Le Canada et la République des Fidji entretiennent des relations diplomatiques depuis le 10 octobre 1970. Dans la Stratégie pour l’Indo-Pacifique annoncée en 2022, le gouvernement du Canada s’est engagé à renforcer sa présence dans les pays insulaires du Pacifique en ouvrant la première mission du Canada aux Fidji et en s’employant à accroître sa représentation ministérielle aux réunions du Forum des îles du Pacifique.

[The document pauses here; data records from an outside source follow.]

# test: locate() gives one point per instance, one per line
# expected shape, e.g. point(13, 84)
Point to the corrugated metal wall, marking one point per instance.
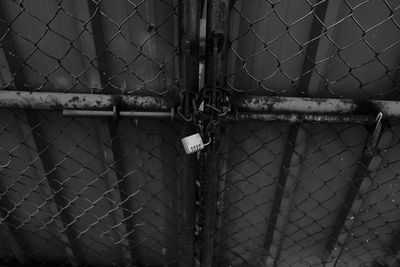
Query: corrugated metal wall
point(130, 47)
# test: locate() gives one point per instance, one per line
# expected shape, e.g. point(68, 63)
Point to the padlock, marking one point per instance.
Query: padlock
point(193, 143)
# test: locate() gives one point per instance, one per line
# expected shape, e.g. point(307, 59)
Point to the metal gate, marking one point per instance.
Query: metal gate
point(297, 102)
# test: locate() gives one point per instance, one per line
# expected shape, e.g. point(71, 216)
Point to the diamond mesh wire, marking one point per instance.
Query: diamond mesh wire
point(90, 46)
point(122, 205)
point(324, 162)
point(317, 48)
point(91, 192)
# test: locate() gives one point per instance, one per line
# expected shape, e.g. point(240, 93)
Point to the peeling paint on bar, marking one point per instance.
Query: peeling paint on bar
point(59, 101)
point(290, 109)
point(265, 104)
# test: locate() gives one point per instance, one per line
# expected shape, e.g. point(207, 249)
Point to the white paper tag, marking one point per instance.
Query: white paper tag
point(192, 143)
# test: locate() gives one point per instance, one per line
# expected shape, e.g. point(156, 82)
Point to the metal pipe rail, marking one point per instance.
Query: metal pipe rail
point(289, 109)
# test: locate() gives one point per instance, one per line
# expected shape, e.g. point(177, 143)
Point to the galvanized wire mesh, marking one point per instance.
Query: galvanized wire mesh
point(314, 47)
point(324, 161)
point(89, 46)
point(97, 192)
point(89, 196)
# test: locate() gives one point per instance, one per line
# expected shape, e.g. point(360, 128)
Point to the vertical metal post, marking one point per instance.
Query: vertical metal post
point(57, 203)
point(109, 132)
point(290, 167)
point(353, 202)
point(217, 17)
point(189, 29)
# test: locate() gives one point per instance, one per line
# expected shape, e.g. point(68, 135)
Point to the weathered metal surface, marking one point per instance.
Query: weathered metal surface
point(316, 105)
point(59, 101)
point(189, 27)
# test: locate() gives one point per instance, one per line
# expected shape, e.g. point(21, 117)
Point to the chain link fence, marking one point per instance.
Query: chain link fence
point(317, 176)
point(102, 192)
point(72, 187)
point(315, 48)
point(125, 47)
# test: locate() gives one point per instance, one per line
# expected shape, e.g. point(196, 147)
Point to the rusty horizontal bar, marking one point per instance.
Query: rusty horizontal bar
point(59, 101)
point(290, 109)
point(121, 114)
point(266, 104)
point(292, 118)
point(297, 117)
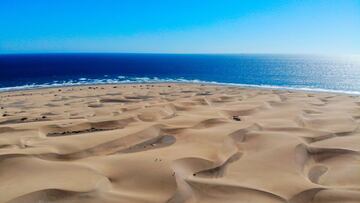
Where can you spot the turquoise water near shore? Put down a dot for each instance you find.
(319, 73)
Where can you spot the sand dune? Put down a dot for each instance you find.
(178, 143)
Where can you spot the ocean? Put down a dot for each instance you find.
(303, 72)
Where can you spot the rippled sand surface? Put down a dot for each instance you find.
(178, 143)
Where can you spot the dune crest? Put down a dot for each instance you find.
(178, 143)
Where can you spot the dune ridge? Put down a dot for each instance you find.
(178, 143)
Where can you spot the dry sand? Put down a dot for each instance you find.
(178, 143)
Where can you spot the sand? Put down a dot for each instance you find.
(178, 143)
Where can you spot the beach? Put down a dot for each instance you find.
(170, 142)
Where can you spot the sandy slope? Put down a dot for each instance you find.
(178, 143)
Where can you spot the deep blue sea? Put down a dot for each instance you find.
(320, 73)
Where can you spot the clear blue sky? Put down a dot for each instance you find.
(180, 26)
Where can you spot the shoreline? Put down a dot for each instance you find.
(247, 86)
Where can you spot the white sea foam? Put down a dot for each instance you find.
(128, 80)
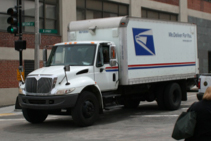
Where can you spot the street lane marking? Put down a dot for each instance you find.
(160, 116)
(10, 119)
(7, 114)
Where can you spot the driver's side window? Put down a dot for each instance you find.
(103, 56)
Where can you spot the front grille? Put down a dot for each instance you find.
(37, 101)
(43, 85)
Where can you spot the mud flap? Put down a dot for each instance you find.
(17, 105)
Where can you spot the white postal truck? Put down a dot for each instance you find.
(111, 62)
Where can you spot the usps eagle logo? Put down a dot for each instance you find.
(143, 41)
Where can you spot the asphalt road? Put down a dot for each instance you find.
(147, 123)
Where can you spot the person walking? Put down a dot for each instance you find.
(202, 108)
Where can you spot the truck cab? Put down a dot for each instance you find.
(73, 68)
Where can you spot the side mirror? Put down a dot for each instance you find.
(45, 57)
(112, 53)
(67, 68)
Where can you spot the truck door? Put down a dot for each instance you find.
(105, 75)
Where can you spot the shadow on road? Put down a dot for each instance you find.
(57, 124)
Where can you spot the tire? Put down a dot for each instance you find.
(86, 111)
(130, 103)
(172, 96)
(34, 116)
(160, 97)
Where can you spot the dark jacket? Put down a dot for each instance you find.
(203, 121)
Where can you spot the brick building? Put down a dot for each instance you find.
(56, 14)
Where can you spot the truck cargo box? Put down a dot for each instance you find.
(148, 50)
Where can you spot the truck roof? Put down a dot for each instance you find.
(80, 42)
(112, 22)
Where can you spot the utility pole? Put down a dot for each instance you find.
(37, 37)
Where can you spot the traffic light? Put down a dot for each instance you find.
(12, 20)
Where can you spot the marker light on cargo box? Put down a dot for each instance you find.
(143, 41)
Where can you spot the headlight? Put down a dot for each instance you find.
(67, 91)
(22, 91)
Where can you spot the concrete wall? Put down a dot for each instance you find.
(8, 96)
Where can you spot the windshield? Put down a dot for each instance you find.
(73, 55)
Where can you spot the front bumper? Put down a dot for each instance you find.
(47, 102)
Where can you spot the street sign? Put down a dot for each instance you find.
(51, 31)
(28, 24)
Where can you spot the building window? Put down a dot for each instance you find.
(153, 14)
(47, 12)
(92, 9)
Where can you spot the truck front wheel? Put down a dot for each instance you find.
(172, 96)
(131, 103)
(34, 116)
(86, 110)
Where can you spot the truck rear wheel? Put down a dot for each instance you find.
(34, 116)
(131, 103)
(86, 111)
(172, 96)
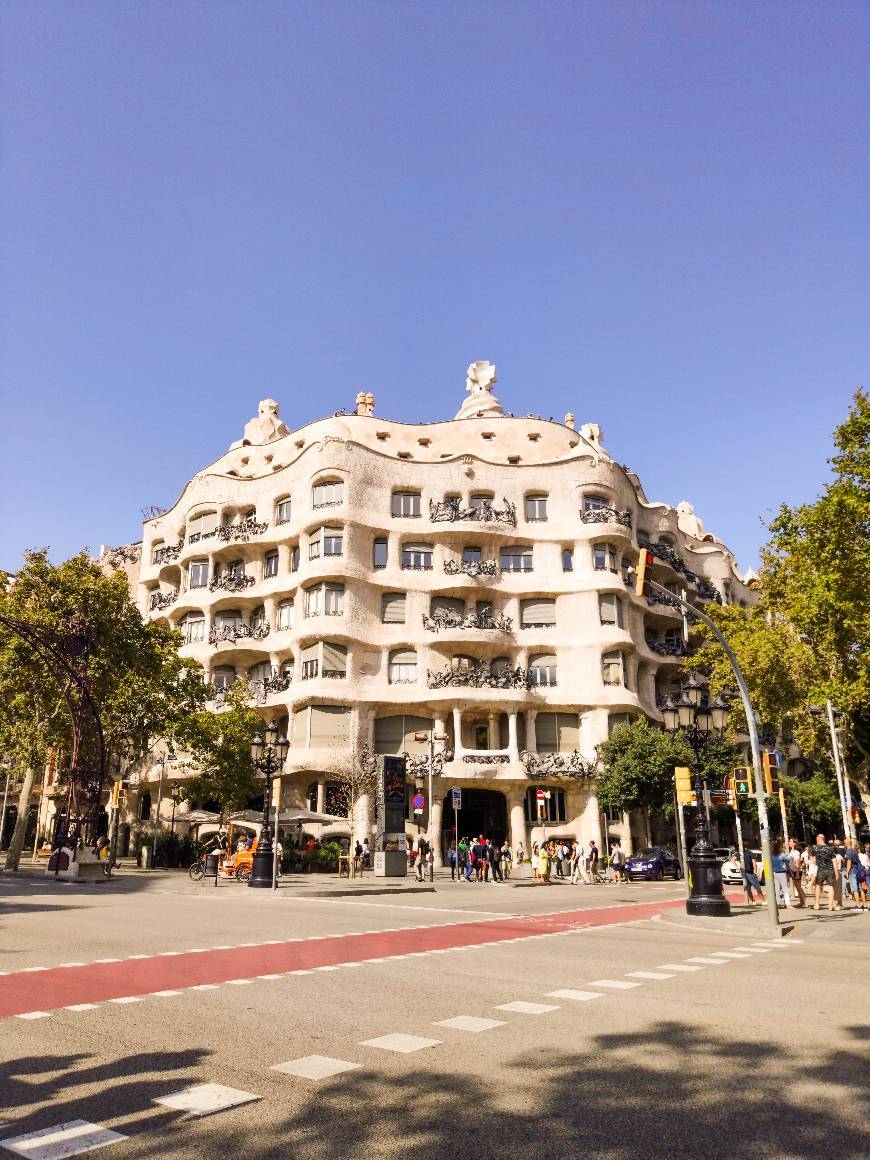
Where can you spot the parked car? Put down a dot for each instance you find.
(653, 862)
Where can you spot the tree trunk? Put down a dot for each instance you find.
(13, 855)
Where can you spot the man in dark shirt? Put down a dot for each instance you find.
(826, 871)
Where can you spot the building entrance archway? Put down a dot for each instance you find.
(483, 812)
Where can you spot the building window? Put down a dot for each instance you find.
(193, 628)
(542, 669)
(406, 505)
(516, 559)
(403, 667)
(550, 810)
(392, 608)
(417, 556)
(538, 613)
(378, 553)
(325, 599)
(557, 732)
(603, 558)
(198, 574)
(327, 493)
(536, 508)
(610, 609)
(613, 671)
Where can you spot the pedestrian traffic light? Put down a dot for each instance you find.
(770, 768)
(644, 560)
(682, 780)
(742, 781)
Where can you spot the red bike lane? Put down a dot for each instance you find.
(23, 992)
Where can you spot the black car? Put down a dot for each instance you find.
(653, 862)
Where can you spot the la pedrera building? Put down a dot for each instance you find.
(376, 579)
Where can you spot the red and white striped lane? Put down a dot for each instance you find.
(22, 992)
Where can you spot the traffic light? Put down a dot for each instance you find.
(742, 781)
(682, 780)
(644, 560)
(770, 769)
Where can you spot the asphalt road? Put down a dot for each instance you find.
(760, 1051)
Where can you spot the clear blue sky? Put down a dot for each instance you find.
(652, 214)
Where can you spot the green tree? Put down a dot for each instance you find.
(218, 752)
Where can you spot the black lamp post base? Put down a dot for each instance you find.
(261, 869)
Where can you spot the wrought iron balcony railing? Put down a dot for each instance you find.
(471, 567)
(606, 515)
(472, 621)
(450, 510)
(558, 765)
(480, 676)
(231, 581)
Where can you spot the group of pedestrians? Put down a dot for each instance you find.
(839, 869)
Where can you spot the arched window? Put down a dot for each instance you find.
(327, 493)
(516, 559)
(604, 557)
(403, 667)
(613, 668)
(542, 668)
(610, 609)
(536, 507)
(193, 628)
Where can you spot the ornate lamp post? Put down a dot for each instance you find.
(697, 722)
(268, 755)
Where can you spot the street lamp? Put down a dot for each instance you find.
(268, 754)
(697, 719)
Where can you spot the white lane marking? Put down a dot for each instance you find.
(579, 997)
(314, 1067)
(203, 1099)
(67, 1139)
(469, 1023)
(399, 1042)
(522, 1008)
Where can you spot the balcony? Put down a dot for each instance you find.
(471, 567)
(169, 553)
(229, 633)
(160, 600)
(450, 512)
(472, 621)
(558, 765)
(606, 515)
(231, 581)
(480, 676)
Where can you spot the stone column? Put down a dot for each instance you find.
(531, 741)
(437, 810)
(492, 731)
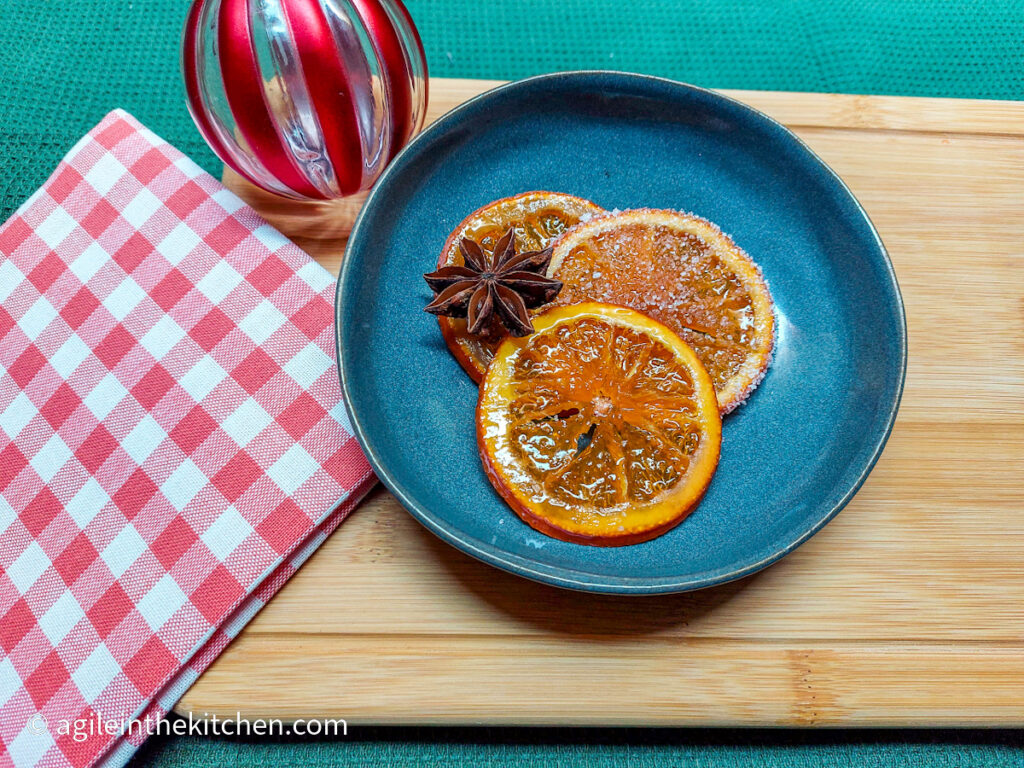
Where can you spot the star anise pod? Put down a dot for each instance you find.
(494, 290)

La première diplomate résidente du Canada aux Fidji est arrivée en 2022.

À l’heure actuelle, deux diplomates du Canada vivent à Suva : David Fournier, chef de la coopération pour la région du Pacifique, est arrivé en mai 2024, et Jennifer Lalonde, première haute-commissaire résidente du Canada aux Fidji, est arrivée et a reçu ses lettres de créance en octobre 2025. Mme Lalonde est également représentante du Canada au Forum des îles du Pacifique (FIP), dont le siège se trouve également à Suva, et agit à titre de haute-commissaire non résidente désignée à Tuvalu et à Kiribati.

Le secrétaire d’État pour le développement international, Randeep Sarai, s’est rendu aux Fidji du 14 au 17 janvier 2026. Durant cette visite, M. Sarai a rencontré le premier ministre des Fidji, le ministre des Affaires étrangères et du Commerce extérieur et le secrétaire général du Forum des îles du Pacifique.